Fortunately, some companies, under pressure, have begun to introduce stopping features. For example, Instagram has a “you’re all caught up” message. The Screen Time app for Apple devices and the Family Link app for Android devices are examples of tools that provide regular feedback about the amount of time spent and the quality of one’s screen time.
However, information alone is not enough to manage the lack of stopping cues that can lead to overuse or compulsive screen time. If you can help your child experience a sense of outrage about how major technology companies are manipulating them, you take the blame away from them and begin to empower them to act on their own.
Here are nine strategies to use when your kids can’t stop screen time:
- Encourage them to play more games that include stopping cues and have clear endings, or that can be finished in one sitting.
- Let them create their own stopping cues with a timer. Be sure they make a habit of using a timer for online activity.
- Designate times for them to check social media for a set number of minutes.
- Set an example by binging only when you have time and it serves you—for example, on a rainy day or after a long week of studying or work. Ensure that they follow your example.
- Make sleep more important than screens in your home.
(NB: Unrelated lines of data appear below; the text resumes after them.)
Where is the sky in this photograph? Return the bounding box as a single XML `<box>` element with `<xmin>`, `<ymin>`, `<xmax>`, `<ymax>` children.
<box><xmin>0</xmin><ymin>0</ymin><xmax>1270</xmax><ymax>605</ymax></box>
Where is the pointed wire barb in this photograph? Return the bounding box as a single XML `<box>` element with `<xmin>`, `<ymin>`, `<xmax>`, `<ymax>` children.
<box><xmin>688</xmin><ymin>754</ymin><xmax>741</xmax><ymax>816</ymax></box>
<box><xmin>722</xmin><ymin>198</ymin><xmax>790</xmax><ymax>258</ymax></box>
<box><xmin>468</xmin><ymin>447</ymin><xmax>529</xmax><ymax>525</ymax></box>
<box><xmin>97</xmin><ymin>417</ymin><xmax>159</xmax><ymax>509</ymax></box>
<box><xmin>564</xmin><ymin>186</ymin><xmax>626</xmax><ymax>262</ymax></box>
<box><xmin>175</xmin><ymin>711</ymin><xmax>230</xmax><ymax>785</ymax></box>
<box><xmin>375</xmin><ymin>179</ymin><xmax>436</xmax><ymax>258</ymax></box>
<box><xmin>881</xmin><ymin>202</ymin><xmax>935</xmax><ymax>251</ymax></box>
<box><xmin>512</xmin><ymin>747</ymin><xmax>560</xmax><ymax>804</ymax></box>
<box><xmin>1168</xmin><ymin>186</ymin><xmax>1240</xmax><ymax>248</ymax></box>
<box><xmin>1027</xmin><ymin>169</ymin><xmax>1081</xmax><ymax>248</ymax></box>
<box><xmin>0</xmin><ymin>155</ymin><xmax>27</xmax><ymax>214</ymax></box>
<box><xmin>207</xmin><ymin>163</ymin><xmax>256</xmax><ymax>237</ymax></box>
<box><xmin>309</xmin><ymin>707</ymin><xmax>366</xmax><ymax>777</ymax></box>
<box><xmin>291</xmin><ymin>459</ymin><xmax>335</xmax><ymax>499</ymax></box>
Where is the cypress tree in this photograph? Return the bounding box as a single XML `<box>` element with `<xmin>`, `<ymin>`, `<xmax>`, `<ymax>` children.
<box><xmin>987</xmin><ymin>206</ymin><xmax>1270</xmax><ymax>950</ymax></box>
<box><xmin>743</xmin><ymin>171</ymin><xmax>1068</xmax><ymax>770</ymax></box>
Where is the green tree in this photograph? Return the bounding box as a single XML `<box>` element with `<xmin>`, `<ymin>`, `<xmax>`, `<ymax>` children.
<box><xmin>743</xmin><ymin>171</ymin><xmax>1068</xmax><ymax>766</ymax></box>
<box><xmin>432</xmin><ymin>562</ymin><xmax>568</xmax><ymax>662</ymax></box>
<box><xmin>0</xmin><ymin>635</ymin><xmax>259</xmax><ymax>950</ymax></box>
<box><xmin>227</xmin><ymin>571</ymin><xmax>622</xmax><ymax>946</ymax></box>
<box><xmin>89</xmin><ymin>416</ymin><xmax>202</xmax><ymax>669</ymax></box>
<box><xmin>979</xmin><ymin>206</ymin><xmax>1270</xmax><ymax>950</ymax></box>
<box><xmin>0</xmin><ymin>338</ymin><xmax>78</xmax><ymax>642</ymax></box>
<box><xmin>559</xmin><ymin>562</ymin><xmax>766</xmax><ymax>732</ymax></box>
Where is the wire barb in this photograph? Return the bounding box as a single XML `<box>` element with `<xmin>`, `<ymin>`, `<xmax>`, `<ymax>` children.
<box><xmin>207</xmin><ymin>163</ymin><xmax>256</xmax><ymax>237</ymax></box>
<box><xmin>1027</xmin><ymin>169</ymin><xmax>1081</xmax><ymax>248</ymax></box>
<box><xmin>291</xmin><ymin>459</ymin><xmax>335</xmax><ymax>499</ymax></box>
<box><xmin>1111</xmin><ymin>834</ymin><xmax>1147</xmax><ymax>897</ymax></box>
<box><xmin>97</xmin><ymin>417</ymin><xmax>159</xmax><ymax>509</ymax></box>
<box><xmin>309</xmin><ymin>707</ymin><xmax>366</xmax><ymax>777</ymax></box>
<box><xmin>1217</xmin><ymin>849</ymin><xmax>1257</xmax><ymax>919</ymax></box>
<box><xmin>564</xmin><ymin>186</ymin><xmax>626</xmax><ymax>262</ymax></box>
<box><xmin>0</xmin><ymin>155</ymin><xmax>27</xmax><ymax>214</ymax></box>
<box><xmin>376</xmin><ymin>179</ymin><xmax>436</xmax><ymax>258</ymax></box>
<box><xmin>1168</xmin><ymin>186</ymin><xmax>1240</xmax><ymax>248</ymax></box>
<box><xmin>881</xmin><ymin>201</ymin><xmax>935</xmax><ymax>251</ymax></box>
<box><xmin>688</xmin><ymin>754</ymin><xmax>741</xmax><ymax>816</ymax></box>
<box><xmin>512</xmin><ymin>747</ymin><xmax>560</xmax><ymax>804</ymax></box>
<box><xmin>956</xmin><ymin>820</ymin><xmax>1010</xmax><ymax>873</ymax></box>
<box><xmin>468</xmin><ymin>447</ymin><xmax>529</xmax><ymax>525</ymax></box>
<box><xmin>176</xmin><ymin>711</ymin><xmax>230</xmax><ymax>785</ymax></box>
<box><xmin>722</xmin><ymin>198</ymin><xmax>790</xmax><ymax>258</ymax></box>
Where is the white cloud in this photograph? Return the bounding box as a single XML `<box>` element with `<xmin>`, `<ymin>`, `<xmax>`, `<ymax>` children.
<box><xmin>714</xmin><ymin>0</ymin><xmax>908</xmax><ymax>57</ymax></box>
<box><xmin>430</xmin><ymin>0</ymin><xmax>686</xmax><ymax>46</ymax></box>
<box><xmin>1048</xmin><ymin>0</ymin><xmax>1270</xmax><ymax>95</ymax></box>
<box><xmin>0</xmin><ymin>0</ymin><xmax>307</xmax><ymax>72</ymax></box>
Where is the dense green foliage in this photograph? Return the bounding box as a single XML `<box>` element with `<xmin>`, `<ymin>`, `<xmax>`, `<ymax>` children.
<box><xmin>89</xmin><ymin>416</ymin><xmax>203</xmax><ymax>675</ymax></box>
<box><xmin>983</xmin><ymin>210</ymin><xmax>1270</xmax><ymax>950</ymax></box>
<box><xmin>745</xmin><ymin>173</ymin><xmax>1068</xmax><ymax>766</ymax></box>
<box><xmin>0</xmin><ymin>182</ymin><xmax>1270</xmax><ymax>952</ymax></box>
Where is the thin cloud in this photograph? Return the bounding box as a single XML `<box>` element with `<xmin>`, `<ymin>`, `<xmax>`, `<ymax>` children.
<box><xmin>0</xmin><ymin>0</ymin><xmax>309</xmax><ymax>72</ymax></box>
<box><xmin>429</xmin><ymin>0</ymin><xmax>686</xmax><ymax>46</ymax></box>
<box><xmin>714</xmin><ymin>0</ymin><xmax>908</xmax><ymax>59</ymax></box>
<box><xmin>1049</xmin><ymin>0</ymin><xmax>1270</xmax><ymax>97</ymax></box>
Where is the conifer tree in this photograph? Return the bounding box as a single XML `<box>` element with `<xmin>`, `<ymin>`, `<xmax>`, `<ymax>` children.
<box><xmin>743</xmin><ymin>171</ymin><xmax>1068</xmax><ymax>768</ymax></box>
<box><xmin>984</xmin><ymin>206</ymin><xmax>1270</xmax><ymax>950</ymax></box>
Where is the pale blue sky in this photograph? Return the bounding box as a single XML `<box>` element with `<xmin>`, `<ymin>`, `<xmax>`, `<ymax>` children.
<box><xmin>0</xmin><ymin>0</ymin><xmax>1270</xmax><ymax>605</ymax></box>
To help prevent technology from dictating your family’s health, remember what Reed Hastings, the founder of Netflix, said: “Netflix is competing with sleep.”
- Turn off the lights, internet, and phones at a set time every night. You’ll need cooperation from all family members.
- Serve small portions of online time as if they were eating dessert. They have to choose to go back for more.
- Make other activities more important. When other leisure time is more compelling than screen time, it’s much easier to stop.
- Do not allow in-game purchases. These purchases prolong games and make it easier to continue play.
Getting your kids to see themselves as “victims” of technology companies can be a mixed bag. But once they see themselves as having the power to build their own stopping cues, they can take charge of their screen time, rather than vice versa.